6/10
A good example of the strengths and weaknesses of "realistic" storytelling
22 July 2010
Warning: Spoilers
This is one of those movies where it's supposed to be like real life, where stuff just sort of happens without the artifice of plot moving things toward a conclusion, and it's a good example of both the strengths and weaknesses of that style.

Me Without You is about two girls who live next door to each other in England. Holly (Michelle Williams) is the intellectual one and Marina (Anna Friel) is the wild one. It follows their lives from being children in 1973 to grown women in 2001 and how their close friendship degenerates into disturbing co-dependency.

The best things about this film are its smart observations of the rising and falling tides of life and how it lets the performers stretch themselves in the moment. The story recognizes that people flourish and languish at different times in their lives, that they aren't static or standing still. As a child, Holly is clearly the follower to Marina's leader but when they get to college, Marina is the directionless party girl while Holly is the one with her life in order. And as young adults, it is Holly who's stuck in a rut while Marina's life is moving forward. That also allows both actresses a chance to develop their characters into real people, establishing a core identity but also showing us how those people are both changed by time and circumstance, yet remain the same in fundamental good and bad ways. Without having to service a plot, the characters can develop an organic sense of realism.

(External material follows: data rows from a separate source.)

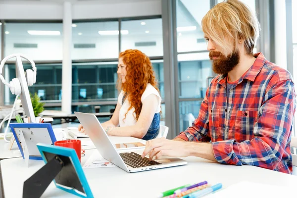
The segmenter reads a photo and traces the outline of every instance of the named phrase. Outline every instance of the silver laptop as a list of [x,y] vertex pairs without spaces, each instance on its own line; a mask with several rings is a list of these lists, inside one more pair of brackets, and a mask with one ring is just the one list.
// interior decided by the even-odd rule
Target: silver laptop
[[141,157],[144,149],[118,151],[95,115],[78,112],[75,112],[74,113],[102,156],[128,173],[177,166],[188,163],[187,161],[178,158],[149,161],[146,157],[144,158]]

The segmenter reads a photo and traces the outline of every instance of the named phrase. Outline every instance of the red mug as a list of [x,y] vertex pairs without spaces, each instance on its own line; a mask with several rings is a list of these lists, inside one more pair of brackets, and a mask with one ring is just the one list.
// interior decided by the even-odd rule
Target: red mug
[[79,140],[61,140],[55,142],[54,146],[59,147],[67,147],[68,148],[74,148],[77,154],[79,161],[81,162],[82,156],[82,142]]

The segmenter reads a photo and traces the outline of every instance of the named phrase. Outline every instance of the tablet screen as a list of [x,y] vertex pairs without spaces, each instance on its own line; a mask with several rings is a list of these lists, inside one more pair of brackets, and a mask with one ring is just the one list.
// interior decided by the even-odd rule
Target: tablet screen
[[64,162],[64,166],[54,178],[57,185],[67,189],[74,189],[77,193],[86,196],[72,160],[69,157],[45,151],[43,153],[47,161],[58,155]]

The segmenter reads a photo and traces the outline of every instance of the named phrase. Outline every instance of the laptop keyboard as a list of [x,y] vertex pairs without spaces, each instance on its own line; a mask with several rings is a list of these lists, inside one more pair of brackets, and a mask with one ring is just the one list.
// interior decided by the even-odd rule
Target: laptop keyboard
[[162,164],[154,160],[149,161],[148,157],[142,158],[141,155],[134,152],[123,152],[119,154],[126,164],[133,168]]

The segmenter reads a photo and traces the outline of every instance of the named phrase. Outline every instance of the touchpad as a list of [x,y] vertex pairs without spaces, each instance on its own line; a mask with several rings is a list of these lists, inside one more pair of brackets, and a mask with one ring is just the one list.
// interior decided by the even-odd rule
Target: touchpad
[[162,164],[164,163],[169,163],[171,162],[170,159],[155,159],[155,161],[157,161],[158,162],[161,163]]

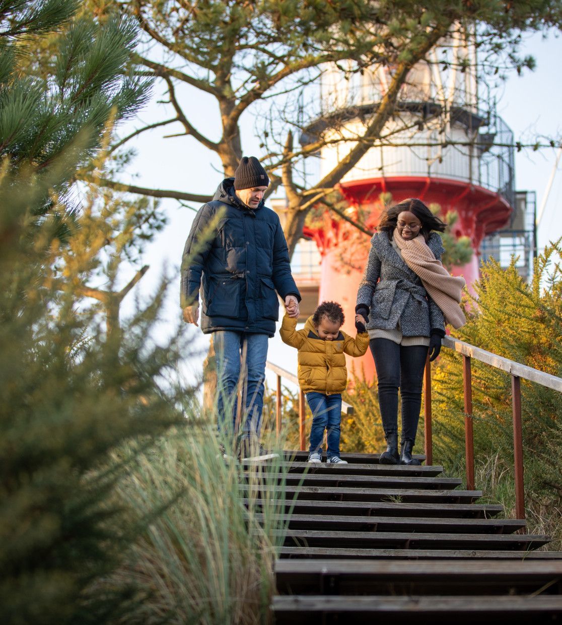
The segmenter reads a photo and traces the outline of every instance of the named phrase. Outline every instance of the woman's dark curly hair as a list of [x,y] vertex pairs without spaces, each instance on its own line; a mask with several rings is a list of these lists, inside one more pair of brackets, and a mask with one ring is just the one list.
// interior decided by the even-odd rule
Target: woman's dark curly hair
[[340,326],[345,321],[343,309],[337,302],[322,302],[320,304],[312,315],[312,323],[315,328],[320,325],[322,317],[327,317],[332,323],[338,323]]
[[426,241],[429,239],[430,233],[432,230],[438,230],[442,232],[446,228],[441,219],[436,217],[422,200],[418,199],[417,198],[409,198],[393,206],[389,206],[383,212],[377,228],[379,232],[385,232],[388,238],[392,239],[392,233],[398,221],[398,216],[405,211],[413,213],[422,222],[420,232],[423,235]]

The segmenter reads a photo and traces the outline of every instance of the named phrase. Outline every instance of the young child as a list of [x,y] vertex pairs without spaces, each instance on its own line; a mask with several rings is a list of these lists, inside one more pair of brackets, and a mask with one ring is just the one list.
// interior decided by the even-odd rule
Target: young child
[[[288,312],[290,312],[287,309]],[[298,350],[298,382],[312,411],[309,462],[322,462],[324,430],[328,431],[328,462],[347,464],[340,458],[342,392],[347,386],[345,356],[363,356],[369,346],[365,318],[355,316],[356,338],[340,329],[345,317],[336,302],[322,302],[307,319],[302,330],[295,330],[297,319],[283,318],[281,338]]]

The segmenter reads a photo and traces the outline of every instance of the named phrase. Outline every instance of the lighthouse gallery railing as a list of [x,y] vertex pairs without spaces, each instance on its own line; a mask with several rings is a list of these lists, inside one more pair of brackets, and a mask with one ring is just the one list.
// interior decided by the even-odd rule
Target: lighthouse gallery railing
[[[513,428],[513,464],[515,476],[515,514],[516,518],[525,519],[525,501],[523,484],[523,428],[521,412],[521,379],[529,380],[547,388],[562,393],[562,378],[545,373],[520,362],[504,358],[480,348],[465,343],[458,339],[446,336],[443,339],[444,347],[449,348],[461,354],[463,357],[463,387],[465,402],[465,458],[466,462],[466,488],[474,490],[474,437],[473,434],[472,412],[472,359],[480,361],[496,369],[506,371],[511,376],[511,412]],[[275,424],[277,432],[281,430],[281,379],[298,383],[296,376],[280,367],[267,362],[267,368],[277,376],[277,401]],[[342,402],[342,411],[347,414],[353,414],[353,406]],[[431,363],[428,359],[424,374],[424,428],[426,462],[433,463],[433,439],[431,436]],[[299,391],[298,429],[300,449],[305,448],[305,401],[304,394]]]

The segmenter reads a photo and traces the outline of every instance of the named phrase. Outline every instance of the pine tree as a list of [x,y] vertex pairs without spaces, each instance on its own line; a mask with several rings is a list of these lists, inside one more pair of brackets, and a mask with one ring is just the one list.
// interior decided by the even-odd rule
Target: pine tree
[[[77,169],[149,84],[127,74],[131,22],[74,20],[76,3],[0,7],[0,606],[5,623],[127,622],[136,591],[101,586],[140,528],[111,493],[121,446],[183,420],[170,376],[189,346],[151,339],[164,286],[106,340],[84,284],[111,284],[132,244],[133,211],[82,208]],[[23,72],[29,37],[57,31],[54,78]],[[109,228],[111,226],[111,228]],[[105,240],[111,232],[113,240]],[[121,238],[119,238],[121,233]],[[111,238],[111,237],[110,237]],[[147,510],[147,515],[150,514]]]

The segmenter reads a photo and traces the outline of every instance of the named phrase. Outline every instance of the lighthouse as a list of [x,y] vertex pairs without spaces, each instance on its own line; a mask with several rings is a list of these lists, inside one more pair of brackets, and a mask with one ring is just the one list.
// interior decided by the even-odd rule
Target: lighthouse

But the real life stylings of the story also hamper the film. It's all well and good to create complex and intriguing characters, but then you have to do something with them. That's where the plot comes in, giving a sense of purpose and direction that doesn't usually exist in real life. It connects all the action and behavior together as it moves from beginning to conclusion. Movies like Me Without You consciously avoid linear, propulsive storytelling…and they usually run into a problem as some point. In this movie, it comes as it shifts from Holly and Marina as college students to adults.

The film is able to rely on the natural events of growth and development from childhood to young adulthood to give the story some structure. That sort of self-evident direction doesn't exist as grown-ups, though. There aren't that many definable moments that flow from one to another in a coherent pattern. In Me Without You, that results in the film having to introduce a bunch of really arbitrary elements to Holly and Marina's lives, things that don't naturally flow from what we've seen of the characters up until then.

Another interesting thing about this film is how it demonstrates the difference between movie nudity in the American and British cinema. When someone gets naked in an American movie, there's almost always a purpose for it. It may be salacious and sleazy or it may have a genuine artistic point, but characters in American films get naked because someone wanted them to get naked at that point in the film. In British and European films, thought, nudity is often portrayed as though it were accidental or happenstance. The actors are naked just because they're in a situation where people would normally be naked and there's no effort made to cover up. They'll sit up in bed, the covers will slip down and…whoops, there's a nipple! Whether that's a more enlightened approach to movie nudity is up to each viewer to decide for themselves.

Me Without You is one of those films that you'll enjoy if you buy into the characters and become invested in how their lives turn out. It asks for an emotional commitment from its audience. But if you just want to be entertained and not bothered by a movie, this probably isn't what you're looking for.